For years, the United States and our Syrian Kurdish partners have fought heroically to corner ISIS and destroy its physical caliphate. Abandoning this fight now and withdrawing U.S. forces from Syria would re-create the very conditions that we have worked hard to destroy and invite the resurgence of ISIS. And such a withdrawal would also create a broader power vacuum in Syria that will be exploited by Iran and Russia, a catastrophic outcome for the United States’ strategic interests.
“Withdrawing American leadership from this pivotal region would not serve our nation’s short-, medium-, or long-term interests. It would only make a troubling situation much worse, not only for regional partners such as Israel and Jordan but for the United States as well.

That was Senate Majority Leader Mitch McConnell (R-Ky.).

Testaments to Trump’s empowerment of the Islamic State and Iran abound. “ISIS killers will now escape & boost chances of a resurgence [. . .] One of few moderate pro-U.S. groups in region now allied with Assad and Putin [. . .] Syria’s future now controlled by Russia and Iran. A significant blow to Israel’s security and boost to Iran’s goal of regional dominance.” That was from Sen. Marco Rubio (R-Fla.).

Indeed, whether it is betraying allies in the Middle East or Europe; siding with Russian President Vladimir Putin over the U.S. intelligence community’s assessment of the Kremlin’s culpability in interference with the 2016 election; trying to extort our allies to keep troops forward positioned in their countries; or ludicrously defending North Korean dictator Kim Jong Un, who claimed ignorance of the murder of Otto Warmbier, there will be a whole bunch of very usable quotes from Republican hawks condemning Trump’s conduct.

Many of these devastating retorts come from Rep. Liz Cheney (R-Wyo.):

On extorting allies, she declared, "The notion that we are somehow now going to charge them cost plus 50 is really, it’s wrongheaded and it would be devastating to the security of our nation and to our allies.” And as for Trump’s siding with Putin at Helsinki, Cheney once declared, “I am deeply troubled by President Trump’s defense of Putin against the intelligence agencies of the U.S. [and] his suggestion of moral equivalence between the U.S. and Russia.” There are more where those came from. Lots more.

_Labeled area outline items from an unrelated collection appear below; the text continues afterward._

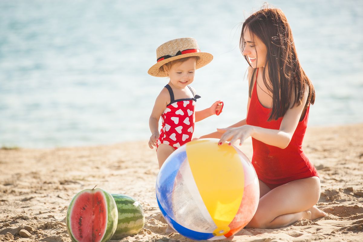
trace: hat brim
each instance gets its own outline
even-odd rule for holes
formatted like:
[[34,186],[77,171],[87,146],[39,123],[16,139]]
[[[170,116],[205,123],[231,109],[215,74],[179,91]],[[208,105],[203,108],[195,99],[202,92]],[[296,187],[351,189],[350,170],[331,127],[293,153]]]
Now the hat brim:
[[198,69],[201,67],[204,66],[208,64],[212,61],[213,60],[213,56],[212,54],[207,52],[196,52],[195,53],[188,53],[182,55],[179,55],[176,56],[173,56],[167,59],[165,59],[156,63],[150,67],[147,73],[154,77],[167,77],[164,71],[160,70],[160,68],[164,64],[167,63],[168,62],[175,61],[178,59],[185,58],[191,56],[199,56],[200,57],[199,60],[197,62],[195,66],[195,69]]

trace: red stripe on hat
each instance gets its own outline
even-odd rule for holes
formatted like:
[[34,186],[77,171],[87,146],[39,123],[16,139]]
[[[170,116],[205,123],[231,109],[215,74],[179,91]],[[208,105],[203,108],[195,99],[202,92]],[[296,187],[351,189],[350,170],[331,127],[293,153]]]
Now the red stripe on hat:
[[[196,53],[197,52],[200,52],[200,50],[198,49],[190,49],[188,50],[185,50],[183,51],[180,52],[182,53],[181,54],[189,54],[189,53]],[[178,55],[177,54],[175,56],[176,56]],[[159,62],[159,61],[161,61],[163,60],[165,60],[166,59],[167,59],[168,58],[170,58],[172,57],[174,57],[173,56],[164,56],[156,60],[156,62]]]

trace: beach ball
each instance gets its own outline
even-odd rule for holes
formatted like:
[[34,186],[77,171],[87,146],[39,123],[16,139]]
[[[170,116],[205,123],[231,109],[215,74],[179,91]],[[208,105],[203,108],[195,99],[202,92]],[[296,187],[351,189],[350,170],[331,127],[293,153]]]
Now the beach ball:
[[223,239],[248,223],[257,209],[258,180],[234,145],[201,139],[181,146],[160,169],[156,196],[164,217],[192,239]]

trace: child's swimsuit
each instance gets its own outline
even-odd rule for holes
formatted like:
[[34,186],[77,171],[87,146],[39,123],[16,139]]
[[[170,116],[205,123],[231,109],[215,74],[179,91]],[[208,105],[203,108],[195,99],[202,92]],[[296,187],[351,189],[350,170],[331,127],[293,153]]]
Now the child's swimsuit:
[[[282,117],[268,121],[271,108],[262,106],[258,100],[256,89],[258,72],[257,69],[246,122],[248,124],[262,128],[279,129]],[[319,176],[316,169],[302,148],[309,108],[310,106],[307,107],[305,116],[299,122],[291,141],[285,149],[266,144],[252,138],[252,164],[258,179],[271,189],[294,180]]]
[[200,97],[195,95],[187,86],[194,97],[175,100],[171,87],[168,84],[165,86],[170,95],[170,103],[162,114],[162,128],[157,149],[161,144],[165,144],[176,149],[192,140],[195,121],[195,105]]

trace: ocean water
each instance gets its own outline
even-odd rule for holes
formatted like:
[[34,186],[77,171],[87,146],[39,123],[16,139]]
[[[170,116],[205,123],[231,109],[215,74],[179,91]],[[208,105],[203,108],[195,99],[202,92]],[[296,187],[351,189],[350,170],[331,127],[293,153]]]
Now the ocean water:
[[[0,145],[42,148],[148,140],[155,98],[149,75],[160,44],[192,37],[214,56],[192,86],[197,109],[223,113],[199,136],[245,117],[241,23],[264,1],[0,1]],[[363,122],[363,1],[272,1],[292,29],[315,88],[309,125]]]

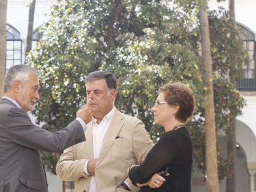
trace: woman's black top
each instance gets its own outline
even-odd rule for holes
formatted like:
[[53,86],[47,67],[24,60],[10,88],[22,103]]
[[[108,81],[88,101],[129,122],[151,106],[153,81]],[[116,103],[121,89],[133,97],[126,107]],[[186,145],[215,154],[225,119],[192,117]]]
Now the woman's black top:
[[129,172],[132,183],[145,183],[155,173],[169,166],[170,175],[158,188],[143,186],[140,192],[190,192],[193,147],[189,133],[185,127],[164,133],[148,152],[144,162]]

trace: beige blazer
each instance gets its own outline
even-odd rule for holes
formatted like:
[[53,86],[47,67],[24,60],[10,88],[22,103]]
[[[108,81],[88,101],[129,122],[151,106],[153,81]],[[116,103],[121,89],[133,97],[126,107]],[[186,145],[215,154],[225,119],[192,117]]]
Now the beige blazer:
[[[65,181],[75,181],[75,192],[88,192],[91,177],[83,172],[87,159],[93,159],[92,122],[85,132],[87,140],[66,149],[56,165]],[[142,162],[153,147],[143,122],[115,109],[95,166],[98,192],[126,191],[117,187],[126,180],[132,191],[138,191],[128,177],[128,169]]]

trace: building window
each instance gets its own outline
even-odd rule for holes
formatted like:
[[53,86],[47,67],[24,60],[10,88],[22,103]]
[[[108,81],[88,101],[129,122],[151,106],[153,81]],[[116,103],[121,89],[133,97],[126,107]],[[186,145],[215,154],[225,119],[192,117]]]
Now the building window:
[[242,77],[237,82],[237,89],[241,91],[256,91],[255,35],[241,24],[237,23],[237,27],[243,41],[244,48],[247,51],[249,57],[249,63],[242,66]]
[[6,69],[22,62],[22,41],[20,32],[11,25],[6,25]]

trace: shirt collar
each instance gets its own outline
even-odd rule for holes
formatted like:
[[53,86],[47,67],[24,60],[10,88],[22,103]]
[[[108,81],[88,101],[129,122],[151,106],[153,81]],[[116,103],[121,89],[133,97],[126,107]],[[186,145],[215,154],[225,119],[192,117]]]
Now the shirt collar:
[[2,96],[2,98],[8,99],[11,102],[12,102],[13,104],[14,104],[17,107],[22,109],[22,107],[20,106],[20,105],[16,101],[15,101],[14,99],[12,99],[12,98],[10,98],[7,97],[7,96]]
[[[106,119],[107,120],[109,120],[109,119],[111,119],[112,118],[112,117],[114,115],[114,107],[113,107],[103,119]],[[92,119],[93,120],[93,123],[96,123],[97,120],[93,117],[93,116],[92,117]]]

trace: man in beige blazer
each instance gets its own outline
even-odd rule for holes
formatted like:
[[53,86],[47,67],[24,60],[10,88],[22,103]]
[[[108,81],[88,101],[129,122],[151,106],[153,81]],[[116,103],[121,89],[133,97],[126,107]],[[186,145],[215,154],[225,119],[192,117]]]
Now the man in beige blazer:
[[137,191],[128,178],[128,169],[140,164],[153,147],[150,135],[141,120],[114,106],[117,83],[112,73],[92,72],[86,85],[93,116],[87,125],[87,140],[64,151],[57,175],[74,181],[77,192]]

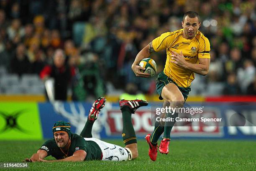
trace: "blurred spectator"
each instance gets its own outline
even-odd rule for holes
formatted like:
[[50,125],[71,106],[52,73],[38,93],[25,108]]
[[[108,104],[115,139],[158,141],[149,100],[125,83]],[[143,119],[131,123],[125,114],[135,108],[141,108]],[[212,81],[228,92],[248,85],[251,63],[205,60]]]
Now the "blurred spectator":
[[[253,80],[247,76],[256,65],[254,1],[195,0],[191,6],[188,0],[1,0],[0,65],[8,67],[11,60],[10,70],[14,72],[13,63],[26,63],[30,67],[19,69],[26,71],[15,72],[38,73],[44,65],[53,65],[56,49],[64,48],[65,65],[78,67],[82,74],[76,78],[85,82],[84,91],[92,91],[92,85],[99,79],[98,89],[103,90],[95,89],[100,93],[105,91],[101,84],[106,80],[116,88],[133,82],[139,90],[151,93],[151,80],[136,78],[131,61],[154,38],[181,28],[183,14],[192,10],[200,14],[200,30],[211,43],[207,82],[227,84],[232,80],[229,75],[235,73],[241,85],[241,93],[245,93],[248,80]],[[17,55],[22,48],[16,48],[22,44],[26,48],[19,50],[26,52],[20,56],[26,57],[15,61],[13,55]],[[151,56],[159,71],[165,53]],[[29,62],[25,62],[28,58]],[[246,59],[252,61],[251,66],[243,66]],[[85,76],[93,72],[97,75]]]
[[53,58],[54,64],[46,66],[40,73],[40,77],[44,80],[53,78],[55,100],[66,101],[68,86],[72,77],[75,75],[75,70],[65,64],[65,56],[63,50],[57,49]]
[[8,36],[11,40],[13,40],[16,35],[21,37],[24,35],[25,31],[20,24],[20,21],[19,19],[13,19],[11,25],[7,28]]
[[255,67],[251,60],[246,60],[243,63],[243,67],[239,68],[238,70],[238,84],[243,93],[246,93],[249,85],[254,79]]
[[241,93],[241,91],[238,84],[235,73],[231,73],[228,76],[226,83],[223,91],[223,94],[236,95]]
[[31,72],[31,65],[26,55],[26,47],[23,44],[19,44],[11,60],[11,72],[19,76]]
[[5,13],[3,10],[0,10],[0,28],[6,29],[8,25],[8,22],[5,20]]

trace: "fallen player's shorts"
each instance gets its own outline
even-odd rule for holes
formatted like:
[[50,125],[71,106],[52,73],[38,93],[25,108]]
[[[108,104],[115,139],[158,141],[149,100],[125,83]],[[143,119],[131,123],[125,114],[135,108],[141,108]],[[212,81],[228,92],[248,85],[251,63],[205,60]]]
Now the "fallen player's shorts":
[[178,86],[177,83],[175,82],[172,79],[168,77],[166,75],[164,74],[164,71],[161,72],[158,74],[157,76],[157,81],[156,82],[156,91],[158,94],[159,94],[159,100],[163,100],[163,98],[161,96],[161,93],[162,93],[162,90],[164,87],[166,85],[169,84],[169,83],[173,83],[178,87],[178,88],[180,91],[181,93],[182,94],[182,96],[184,98],[184,101],[186,101],[187,96],[189,93],[189,91],[191,89],[190,87],[187,87],[187,88],[184,88]]
[[128,148],[108,143],[94,138],[84,138],[86,141],[92,141],[98,144],[102,151],[102,161],[126,161],[131,160],[131,152]]

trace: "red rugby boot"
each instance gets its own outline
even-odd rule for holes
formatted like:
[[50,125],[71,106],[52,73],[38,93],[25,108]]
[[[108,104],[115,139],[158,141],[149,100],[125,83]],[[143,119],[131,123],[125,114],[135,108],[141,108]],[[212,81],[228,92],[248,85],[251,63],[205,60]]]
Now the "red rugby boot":
[[161,141],[161,143],[159,146],[159,152],[162,154],[168,154],[169,153],[169,144],[170,143],[170,139],[164,138]]
[[122,109],[124,106],[127,106],[130,108],[132,113],[134,113],[136,110],[140,107],[147,106],[148,104],[148,102],[142,100],[127,101],[122,99],[119,101],[120,108]]
[[156,160],[157,157],[157,144],[156,146],[153,146],[150,142],[150,136],[151,134],[147,135],[145,137],[147,143],[149,146],[149,149],[148,150],[148,156],[149,158],[152,161],[155,161]]
[[88,119],[89,121],[94,122],[97,118],[100,110],[104,107],[106,103],[106,99],[103,96],[99,97],[95,101],[88,115]]

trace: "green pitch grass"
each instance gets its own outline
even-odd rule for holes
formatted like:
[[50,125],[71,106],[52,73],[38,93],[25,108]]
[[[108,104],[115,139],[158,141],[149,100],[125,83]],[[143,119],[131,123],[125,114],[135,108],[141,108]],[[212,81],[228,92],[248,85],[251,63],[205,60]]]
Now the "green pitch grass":
[[[106,141],[123,146],[120,140]],[[20,162],[36,151],[43,141],[0,141],[0,162]],[[156,161],[150,160],[148,145],[138,141],[139,157],[121,162],[30,163],[33,170],[255,170],[256,141],[176,140],[171,142],[168,155],[159,152]],[[54,158],[48,157],[46,159]],[[0,168],[1,169],[1,168]]]

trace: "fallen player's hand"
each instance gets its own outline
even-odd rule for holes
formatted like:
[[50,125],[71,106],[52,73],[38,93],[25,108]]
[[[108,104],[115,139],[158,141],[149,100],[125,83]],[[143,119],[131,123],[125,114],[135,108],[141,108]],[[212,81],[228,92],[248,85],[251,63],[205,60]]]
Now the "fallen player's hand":
[[28,158],[25,158],[24,160],[23,161],[23,162],[32,162],[32,161],[31,159],[28,159]]
[[145,70],[146,68],[141,67],[140,65],[132,65],[132,70],[135,74],[135,75],[137,77],[150,77],[150,74],[147,73],[142,72],[141,70]]
[[44,159],[42,159],[41,158],[39,158],[39,161],[40,161],[40,162],[46,162],[48,161],[48,160],[44,160]]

These and oodles of other expressions of disbelief and horror from Republicans about Trump’s conduct do raise the question as to how these Republicans could possibly support a president whose foreign policy is so dangerous. So, come to think of it, campaign ads featuring Republicans could pull double-duty — both in excoriating Trump and in raising real doubts about the sincerity and judgment of his Republican enablers.

Lots of the Republicans who condemned Trump will be on the ballot in 2020. McConnell is one of them, as is Sen. Susan Collins (R-Maine) who declared, “I thought the president made a big mistake by asking China to get involved in investigating a political opponent.” Should she not support impeachment, voters will want to know how she can condone Trump’s behavior and how they should risk giving Trump four more years.

Voting affirmatively to keep Trump in office after soliciting foreign help and committing an inexcusable blunder on Syria would seem to be a bit of a problem for Republican candidates for House and Senate — including McConnell, Collins, and Sens. Cory Gardner (Colo.), John Cornyn (Tex.), Thom Tillis (N.C.) and Martha McSally (Ariz.).

What would prevent this avalanche of confession (both of Trump’s unfitness as commander in chief and of Republicans’ spinelessness when confronted with an unfit commander in chief)? If Trump, say, were to leave office under duress, Republicans would then be freed from the task of seeing their own criticisms of a ruinous president played back to them. It would be so much easier, wouldn’t it, for the party’s fortunes — for their own reelection chances and for their place in history — if they could just figure out some way to dump him?